No último ano e meio os «media», a publicidade e o discurso em código de alguns gestores da Nova Economia foram inundados com uma nova terminologia para os negócios no ciberespaço - «portais», «marketsites» (lê-se, inclusive, agora, em alguns anúncios de página inteira), «b2b», «b2c», são, apenas, alguns dos exemplos.

Para colocar um pouco de ordem neste «cocktail» de expressões, Don Tapscott e a sua equipa da consultora Digital 4 Sight (o novo nome da Alliance for Converging Technologies) elaboraram uma primeira síntese dos modelos de negócio que estão a emergir neste final de século.

Depois de um primeiro artigo «experimental» na revista norte-americana «Business 2.0», onde avançavam com o conceito de «b-Web» (business web) e com uma primeira aproximação a uma tipologia de novos modelos de negócio, a equipa de Toronto acaba de lançar Digital Capital (compra do livro), na prestigiada colecção da Harvard Business School Press.

Não se trata de nenhum glossário ou dicionário de termos, mas de um manual muito prático de apoio ao gestor e ao empresário na definição do posicionamento estratégico nas várias oportunidades de mercado que se abrem com a maturação da revolução da Web.

Sendo uma das primeiras obra do género, o livro vai mais longe do que trabalhos anteriores muito citados e lidos, como os de John Hagel e Arthur Armstrong (Net Gain, 1997 - compra do livro) ou de David Siegel (Futurize your Enterprise, 1999 - compra do livro).

Uma vez mais, o canadiano pretende ser pioneiro - foi ele que, em 1996, contra um vendaval de críticas, lançou a expressão «Economia Digital», que, depois, haveria de fazer carreira.

Ciscoismo substitui fordismo

O ponto de partida de Tapscott é aparentemente simples: o capitalismo actual está a ver nascer, finalmente, um substituto coerente para o modelo de empresa e de negócio típico do industrialismo. O velho modelo do século XX, a «corporação» (a grande empresa), integrada verticalmente e baseada na produção em massa (o «fordismo») e no controlo-e-comando, e o grupo diversificado transformado em conglomerado (os orientais chegaram a criar alguns de A a Z), entrou em crise desde o final dos anos 70.

Ao longo de vinte anos, várias «tentativas» de substituição foram feitas - nomeadamente pelos japoneses no campo da inovação dos processos (Qualidade Total, «just-in-time», manufactura ágil, entre outros) e do modelo estrutural de negócio («keiretsu») e por americanos («excelência» com Tom Peters, «reengenharia» com Michael Hammer, desenvolvimento do «outsourcing», da gestão da cadeia de abastecimento e da empresa virtual).

Mas, apesar das modas que impuseram, todas estas tentativas acabaram por deixar uma sensação de «frustração» e «transitório»...até que a Web veio proporcionar uma plataforma para a criação de um novo modelo de negócio, reclama Tapscott.
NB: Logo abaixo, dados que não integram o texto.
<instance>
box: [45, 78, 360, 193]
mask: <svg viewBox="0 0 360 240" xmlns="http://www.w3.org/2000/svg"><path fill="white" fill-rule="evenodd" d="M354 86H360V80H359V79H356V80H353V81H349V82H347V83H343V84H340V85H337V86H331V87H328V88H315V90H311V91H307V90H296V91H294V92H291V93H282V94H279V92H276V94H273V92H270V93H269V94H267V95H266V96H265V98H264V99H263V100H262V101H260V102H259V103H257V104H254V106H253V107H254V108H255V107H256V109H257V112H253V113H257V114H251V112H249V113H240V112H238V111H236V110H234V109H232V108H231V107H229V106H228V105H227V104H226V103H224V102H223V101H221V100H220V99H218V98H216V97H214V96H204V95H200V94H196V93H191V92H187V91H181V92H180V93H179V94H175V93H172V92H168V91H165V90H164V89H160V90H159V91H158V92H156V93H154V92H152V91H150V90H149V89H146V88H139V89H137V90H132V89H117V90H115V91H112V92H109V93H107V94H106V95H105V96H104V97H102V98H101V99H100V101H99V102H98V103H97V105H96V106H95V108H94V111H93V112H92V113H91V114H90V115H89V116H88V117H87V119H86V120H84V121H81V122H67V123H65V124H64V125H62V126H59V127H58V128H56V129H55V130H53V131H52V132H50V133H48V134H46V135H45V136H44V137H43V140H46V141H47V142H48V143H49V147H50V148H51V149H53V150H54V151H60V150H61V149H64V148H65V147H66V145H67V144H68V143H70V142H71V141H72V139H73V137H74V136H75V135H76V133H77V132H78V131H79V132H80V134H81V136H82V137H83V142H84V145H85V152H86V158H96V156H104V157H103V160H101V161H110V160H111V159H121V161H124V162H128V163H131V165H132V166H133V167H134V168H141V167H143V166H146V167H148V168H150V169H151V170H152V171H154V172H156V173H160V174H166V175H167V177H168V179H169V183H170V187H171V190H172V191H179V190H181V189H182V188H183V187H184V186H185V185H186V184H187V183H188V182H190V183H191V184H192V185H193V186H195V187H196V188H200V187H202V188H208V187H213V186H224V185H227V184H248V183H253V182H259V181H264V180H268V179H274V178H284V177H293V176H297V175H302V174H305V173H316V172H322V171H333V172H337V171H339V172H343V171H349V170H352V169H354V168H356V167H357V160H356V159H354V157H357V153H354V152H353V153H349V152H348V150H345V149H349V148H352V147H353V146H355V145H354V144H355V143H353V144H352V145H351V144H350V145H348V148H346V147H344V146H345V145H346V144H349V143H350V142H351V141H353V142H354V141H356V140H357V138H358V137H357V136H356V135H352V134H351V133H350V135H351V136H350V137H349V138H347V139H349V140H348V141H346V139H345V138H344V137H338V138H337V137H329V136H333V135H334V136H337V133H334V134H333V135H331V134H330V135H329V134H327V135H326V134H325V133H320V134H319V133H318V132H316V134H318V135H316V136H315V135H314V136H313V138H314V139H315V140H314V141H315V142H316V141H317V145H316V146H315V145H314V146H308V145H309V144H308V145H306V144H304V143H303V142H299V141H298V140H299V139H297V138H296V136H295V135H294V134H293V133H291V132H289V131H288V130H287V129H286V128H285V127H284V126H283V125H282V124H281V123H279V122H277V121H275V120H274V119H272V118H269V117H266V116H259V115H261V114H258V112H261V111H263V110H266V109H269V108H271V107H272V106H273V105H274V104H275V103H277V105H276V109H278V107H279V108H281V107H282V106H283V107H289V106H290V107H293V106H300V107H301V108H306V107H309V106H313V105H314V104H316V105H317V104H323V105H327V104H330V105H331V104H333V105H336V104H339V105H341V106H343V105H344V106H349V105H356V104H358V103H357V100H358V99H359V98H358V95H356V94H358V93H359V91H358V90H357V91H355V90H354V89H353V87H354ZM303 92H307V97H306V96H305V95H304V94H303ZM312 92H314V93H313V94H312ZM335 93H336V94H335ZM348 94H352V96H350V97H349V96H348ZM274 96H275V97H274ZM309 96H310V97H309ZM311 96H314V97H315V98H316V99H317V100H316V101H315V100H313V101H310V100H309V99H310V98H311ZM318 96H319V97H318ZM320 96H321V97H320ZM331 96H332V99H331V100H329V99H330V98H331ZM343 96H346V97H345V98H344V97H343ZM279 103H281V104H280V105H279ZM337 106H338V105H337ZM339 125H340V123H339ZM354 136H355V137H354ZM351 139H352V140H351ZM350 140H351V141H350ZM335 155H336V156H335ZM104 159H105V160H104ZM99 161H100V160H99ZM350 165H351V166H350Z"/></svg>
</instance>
Pegando no modelo analítico da cadeia de valor de Michael Porter, a equipa canadiana descobriu o surgimento de uma nova cadeia de valor radicalmente diferente da da época industrial analisada por aquele académico. Identificou cinco tipos de protagonistas (a começar pelo próprio cliente).

Os Protagonistas da Nova Cadeia de Valor
  • Clientes - também criam valor
  • Fornecedores de contexto - interface entre o cliente e a rede de negócio; os mais bem posicionados para liderar
  • Fornecedores de conteúdos - desenham, fabricam e entregam as formas de valor intrínsecas (produtos, serviços, informação ou conhecimento)
  • Fornecedores de Serviços para o comércio electrónico - segurança, privacidade, logística, gestão do conhecimento e da informação, gestão de transacções e financeira
  • Fornecedores de Infraestrutura - comunicações, computação, electrónica, imobiliário
  • O modelo prático mais expressivo desta nova realidade é a rede de base Web criada pela empresa californiana Cisco Systems - Digital Capital fala mesmo da emergência de um «ciscoismo».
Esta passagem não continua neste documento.